Part Two opens many years later, when the Natolian king Orcanes and his eastern allies have come to confront King Sigismund of Hungary. The threat of Tamburlaine’s army currently marching north from Egypt dissuades Orcanes from attacking Sigismund’s Christian forces, and instead the two kings swear a truce on Christ’s name. Sigismund and his allies quickly renege on this agreement and attack Orcanes’s forces while they’re distracted, but they fail miserably and are destroyed. Meanwhile, Bajazeth’s son Callapine escapes from imprisonment in Tamburlaine’s camp and returns east. Here Orcanes hails him as the returned arch-leader and swears his army’s allegiance to Callapine’s quest for revenge on Tamburlaine.

In his camp, Tamburlaine eagerly prepares for battle, but he worries that his grown sons are not warlike, especially the lazy and cowardly Calyphas. Zenocrate assures him that they are. Soon, however, Zenocrate falls ill and dies, driving Tamburlaine to extremes of grief and rage, which he channels into the destruction of various towns. He finally confronts and defeats Orcanes and the Turk forces in battle, in which his sons Amyras and Celebinus perform valiantly. Calyphas, however, had sat out the battle gambling in his tent, and Tamburlaine is so enraged that he fatally stabs him.

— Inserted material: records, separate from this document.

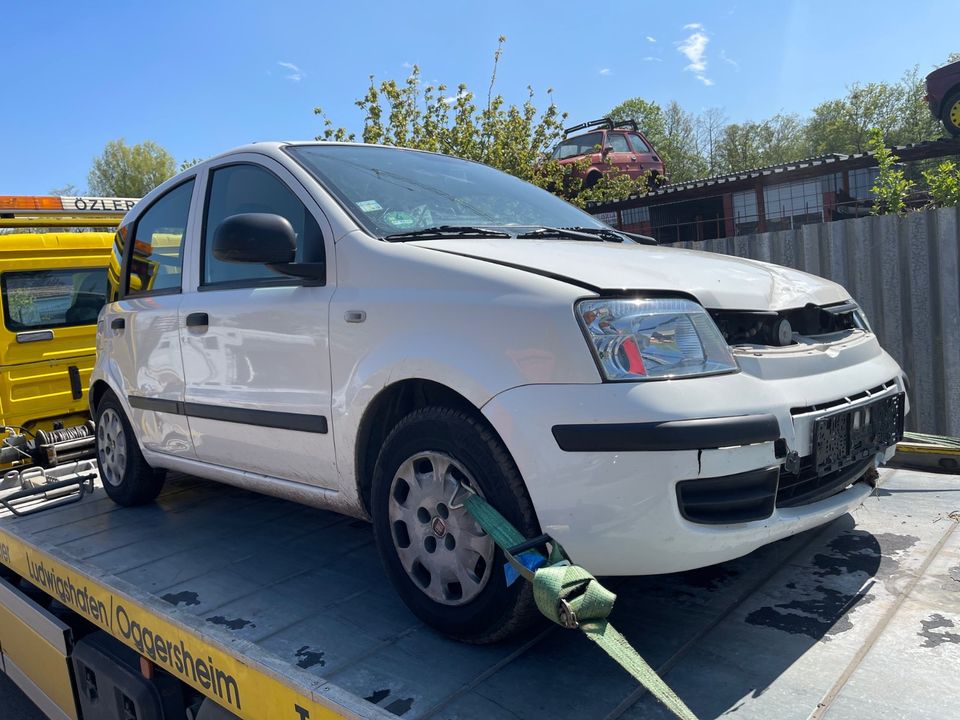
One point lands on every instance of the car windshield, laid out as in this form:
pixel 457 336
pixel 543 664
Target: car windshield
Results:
pixel 391 191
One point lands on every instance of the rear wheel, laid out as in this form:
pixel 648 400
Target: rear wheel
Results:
pixel 445 567
pixel 126 476
pixel 951 113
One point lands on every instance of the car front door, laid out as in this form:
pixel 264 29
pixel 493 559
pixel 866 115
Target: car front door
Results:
pixel 139 331
pixel 620 155
pixel 255 344
pixel 646 159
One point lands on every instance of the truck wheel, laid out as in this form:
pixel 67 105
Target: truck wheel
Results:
pixel 126 476
pixel 951 113
pixel 445 567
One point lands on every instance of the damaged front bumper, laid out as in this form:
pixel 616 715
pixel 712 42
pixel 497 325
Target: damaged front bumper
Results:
pixel 660 477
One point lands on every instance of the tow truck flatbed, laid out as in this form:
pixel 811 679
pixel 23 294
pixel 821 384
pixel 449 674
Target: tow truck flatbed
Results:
pixel 289 610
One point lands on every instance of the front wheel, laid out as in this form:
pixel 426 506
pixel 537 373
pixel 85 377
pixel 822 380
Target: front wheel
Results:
pixel 126 476
pixel 446 569
pixel 951 113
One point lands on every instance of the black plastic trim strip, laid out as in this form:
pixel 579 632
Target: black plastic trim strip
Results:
pixel 698 434
pixel 156 404
pixel 247 416
pixel 263 418
pixel 76 387
pixel 524 268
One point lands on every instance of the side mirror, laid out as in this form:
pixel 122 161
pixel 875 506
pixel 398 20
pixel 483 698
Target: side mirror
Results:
pixel 261 238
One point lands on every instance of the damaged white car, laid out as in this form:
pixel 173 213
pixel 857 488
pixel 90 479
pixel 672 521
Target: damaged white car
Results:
pixel 370 329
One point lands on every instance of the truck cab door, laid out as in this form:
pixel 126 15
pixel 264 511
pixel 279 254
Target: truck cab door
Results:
pixel 139 332
pixel 255 342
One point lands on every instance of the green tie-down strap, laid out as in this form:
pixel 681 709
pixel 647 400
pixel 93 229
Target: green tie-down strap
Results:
pixel 571 597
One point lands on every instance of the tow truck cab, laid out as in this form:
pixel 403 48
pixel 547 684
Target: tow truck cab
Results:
pixel 55 254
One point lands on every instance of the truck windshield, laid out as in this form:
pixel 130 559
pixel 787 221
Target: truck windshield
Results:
pixel 43 299
pixel 390 190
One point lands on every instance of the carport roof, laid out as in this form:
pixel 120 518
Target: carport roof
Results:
pixel 784 172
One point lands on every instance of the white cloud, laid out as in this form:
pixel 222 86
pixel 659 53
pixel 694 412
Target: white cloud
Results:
pixel 729 60
pixel 295 73
pixel 694 48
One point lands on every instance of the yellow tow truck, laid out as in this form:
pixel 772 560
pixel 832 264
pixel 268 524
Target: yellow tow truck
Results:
pixel 55 253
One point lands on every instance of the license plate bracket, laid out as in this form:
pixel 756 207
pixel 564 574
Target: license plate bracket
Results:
pixel 846 437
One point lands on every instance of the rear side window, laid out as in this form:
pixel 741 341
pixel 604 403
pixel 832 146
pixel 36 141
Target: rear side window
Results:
pixel 156 262
pixel 618 141
pixel 581 145
pixel 639 146
pixel 46 299
pixel 253 189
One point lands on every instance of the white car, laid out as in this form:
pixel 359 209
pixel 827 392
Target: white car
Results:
pixel 369 329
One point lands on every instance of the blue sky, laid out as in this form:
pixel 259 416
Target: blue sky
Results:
pixel 201 77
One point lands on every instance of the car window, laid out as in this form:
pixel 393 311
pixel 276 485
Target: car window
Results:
pixel 580 145
pixel 618 141
pixel 251 189
pixel 157 260
pixel 42 299
pixel 390 190
pixel 638 144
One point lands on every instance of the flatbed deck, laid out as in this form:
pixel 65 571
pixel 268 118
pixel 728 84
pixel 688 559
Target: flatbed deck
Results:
pixel 859 618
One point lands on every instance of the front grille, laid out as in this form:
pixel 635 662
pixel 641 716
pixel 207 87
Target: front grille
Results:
pixel 806 487
pixel 840 402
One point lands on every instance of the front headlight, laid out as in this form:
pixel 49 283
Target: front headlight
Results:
pixel 654 338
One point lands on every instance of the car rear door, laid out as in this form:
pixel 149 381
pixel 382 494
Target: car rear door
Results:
pixel 255 346
pixel 139 331
pixel 620 155
pixel 646 158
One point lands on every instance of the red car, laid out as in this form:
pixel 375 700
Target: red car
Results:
pixel 619 145
pixel 943 96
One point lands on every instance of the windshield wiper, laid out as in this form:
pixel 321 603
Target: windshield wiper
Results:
pixel 443 231
pixel 590 234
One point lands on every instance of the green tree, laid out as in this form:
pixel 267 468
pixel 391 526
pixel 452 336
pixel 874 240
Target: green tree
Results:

Tamburlaine yokes the Turkish kings by the mouth like horses to pull his chariot. Unappeasable in his wrath, he marches on and savagely captures Babylon, ordering everyone alive within to be killed. In his passion, Tamburlaine commands the Koran and other holy books to be burnt, daring Mahomet to challenge his own power. Suddenly he is taken ill. As Callapine’s forces are nearby, Tamburlaine strives to fight a last battle but cannot garner the strength. Dying, surrounded by his men, Tamburlaine laments the lands he did not have the chance to conquer and bestows his crown on Amyras, telling him to carry on his conquest.